# *Full* CTD processing example notebook

Example notebook showing post-processing functionality for an example dataset.

Shows a more complete processing workflow:

- Load and join all CTD profiles from `.cnv`.
- Remove unused fields.
- Assign metadata.
- Export to netCDF (and some other formats if we want). 
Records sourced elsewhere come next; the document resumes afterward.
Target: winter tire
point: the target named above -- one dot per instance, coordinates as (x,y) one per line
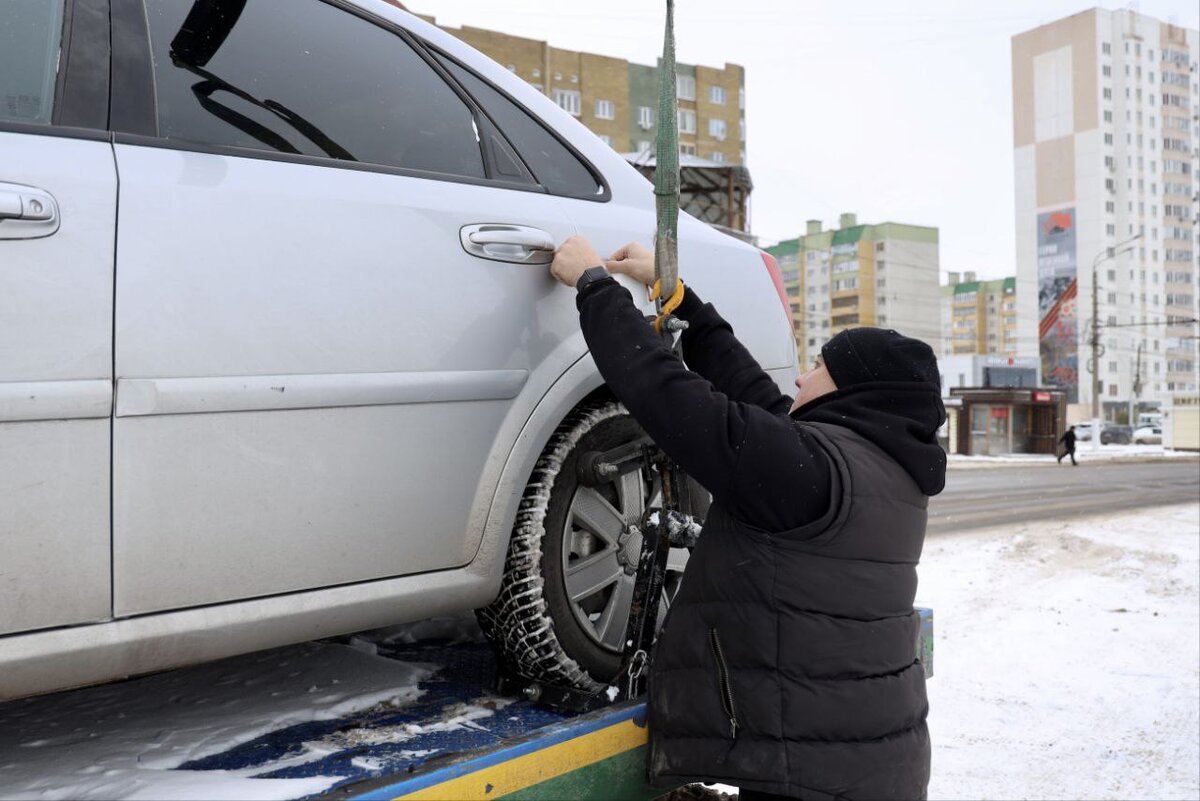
(569,572)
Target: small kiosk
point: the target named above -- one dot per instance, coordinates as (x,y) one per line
(995,421)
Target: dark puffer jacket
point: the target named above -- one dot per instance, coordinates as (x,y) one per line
(787,662)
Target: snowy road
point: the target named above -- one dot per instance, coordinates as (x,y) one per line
(1066,658)
(995,495)
(1066,667)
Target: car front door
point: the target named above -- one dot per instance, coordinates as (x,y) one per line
(58,198)
(330,287)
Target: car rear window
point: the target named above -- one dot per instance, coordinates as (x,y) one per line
(551,162)
(307,79)
(29,58)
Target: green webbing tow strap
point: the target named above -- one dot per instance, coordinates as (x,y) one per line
(666,182)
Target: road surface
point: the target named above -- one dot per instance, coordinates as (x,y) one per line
(983,497)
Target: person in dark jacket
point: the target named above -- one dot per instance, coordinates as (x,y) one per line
(1068,444)
(786,664)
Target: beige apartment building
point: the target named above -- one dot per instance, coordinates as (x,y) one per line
(1107,136)
(883,275)
(978,317)
(618,100)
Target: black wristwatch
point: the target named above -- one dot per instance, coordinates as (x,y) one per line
(591,276)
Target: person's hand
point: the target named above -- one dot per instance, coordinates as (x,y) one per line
(635,260)
(571,258)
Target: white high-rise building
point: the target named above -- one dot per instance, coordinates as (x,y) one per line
(1107,137)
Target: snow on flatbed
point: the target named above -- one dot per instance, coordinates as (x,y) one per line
(126,740)
(1066,667)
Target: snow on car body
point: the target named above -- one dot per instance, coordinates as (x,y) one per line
(255,392)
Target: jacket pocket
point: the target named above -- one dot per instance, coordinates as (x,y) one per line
(726,686)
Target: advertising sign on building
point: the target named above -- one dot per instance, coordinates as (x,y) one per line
(1057,290)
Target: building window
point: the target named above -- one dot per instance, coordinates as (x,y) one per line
(568,100)
(685,86)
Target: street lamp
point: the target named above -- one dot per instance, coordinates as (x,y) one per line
(1103,256)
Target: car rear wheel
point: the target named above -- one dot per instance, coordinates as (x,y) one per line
(569,573)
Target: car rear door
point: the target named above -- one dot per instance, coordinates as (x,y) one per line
(58,196)
(331,285)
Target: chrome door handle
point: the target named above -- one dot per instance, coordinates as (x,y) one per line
(27,212)
(503,242)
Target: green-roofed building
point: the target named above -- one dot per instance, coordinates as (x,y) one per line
(978,317)
(883,275)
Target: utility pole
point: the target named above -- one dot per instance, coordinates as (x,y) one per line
(1103,256)
(1137,385)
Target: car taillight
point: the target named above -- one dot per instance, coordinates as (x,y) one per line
(778,279)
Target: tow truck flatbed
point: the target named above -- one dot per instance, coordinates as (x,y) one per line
(447,735)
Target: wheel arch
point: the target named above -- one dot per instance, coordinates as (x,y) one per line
(580,384)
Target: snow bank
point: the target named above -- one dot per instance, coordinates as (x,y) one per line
(1084,453)
(124,740)
(1066,661)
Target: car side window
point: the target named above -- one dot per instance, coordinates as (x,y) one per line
(551,162)
(29,56)
(309,79)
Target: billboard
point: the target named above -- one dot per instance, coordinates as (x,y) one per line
(1057,294)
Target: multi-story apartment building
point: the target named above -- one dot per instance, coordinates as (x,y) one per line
(978,317)
(619,101)
(1107,137)
(883,275)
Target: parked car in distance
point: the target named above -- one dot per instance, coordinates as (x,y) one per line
(1149,435)
(1115,434)
(301,371)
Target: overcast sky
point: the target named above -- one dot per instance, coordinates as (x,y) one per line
(898,110)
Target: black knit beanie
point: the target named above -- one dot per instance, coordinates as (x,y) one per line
(859,355)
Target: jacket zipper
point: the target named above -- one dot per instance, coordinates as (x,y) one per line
(723,670)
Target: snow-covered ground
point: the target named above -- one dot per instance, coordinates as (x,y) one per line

In this example, we will use the binned files from the **2019 Fram Strait cruise**. These files are located in the folder `cnv_files/`. I found them in `NPDATA/project/Fram_strait/SOURCE/CTD/fs_2019/`.

### Initial imports

Import the `oceanograpy.data.ctd` module. Also enable interactive visuals. 

In [None]:
from oceanograpy.data import ctd
%matplotlib widget

## 1. Load the data

- Loading `.cnv` files
- Structuring into an object `D`, containing all data variables from the file and with all the metadata we were able to retrieve.

In [None]:
D = ctd.ctds_from_cnv_dir('cnv_files/')

*NOTE*: Occasionally, the `start_time` field in the `.cnv`s has a wacky value, e.g. `1-Jan-2000`. In this case, you may want to try setting `start_time_NMEA` flag. This will make the parser 
assign time based on the `NMEA UTC (Time)` field in the file header - if it exists.
*Example:*

    D = ctd.ctds_from_cnv_dir('input_files/', start_time_NMEA=True)

## 2. Remove data fields we don't want to include

The function `ctd.drop_vars_pick` lets us manually remove variables. 

Remove stuff we are *sure* we don't need, e.g. `SBE_FLAG`, `LATITUDE_SAMPLE`..

In [None]:
D = ctd.drop_vars_pick(D)

##### Apply some standard metadata 
(Update global and attributes including some NPI specific ones. Removes numbers if we only have one sensor e.g. (`TEMP1`). Adds NMDC keywords and time, lat/lon ranges, etc. Reorders the attributes.)

In [None]:
D = ctd.metadata_auto(D, NPI=True)

## 3. Inspect the data

At this pont, we want to look through he data we have - evaluate whether it looks good, and make edits if necessary. The `ctd` module contains various helper functions to facilitate this. If you want, you can of course do you own analysis/inspection here using python tools like `matplotlib`. 

In this step, we will not actually modify anything - we are *looking* at the data to see if we need to fix/change anything (see step 4).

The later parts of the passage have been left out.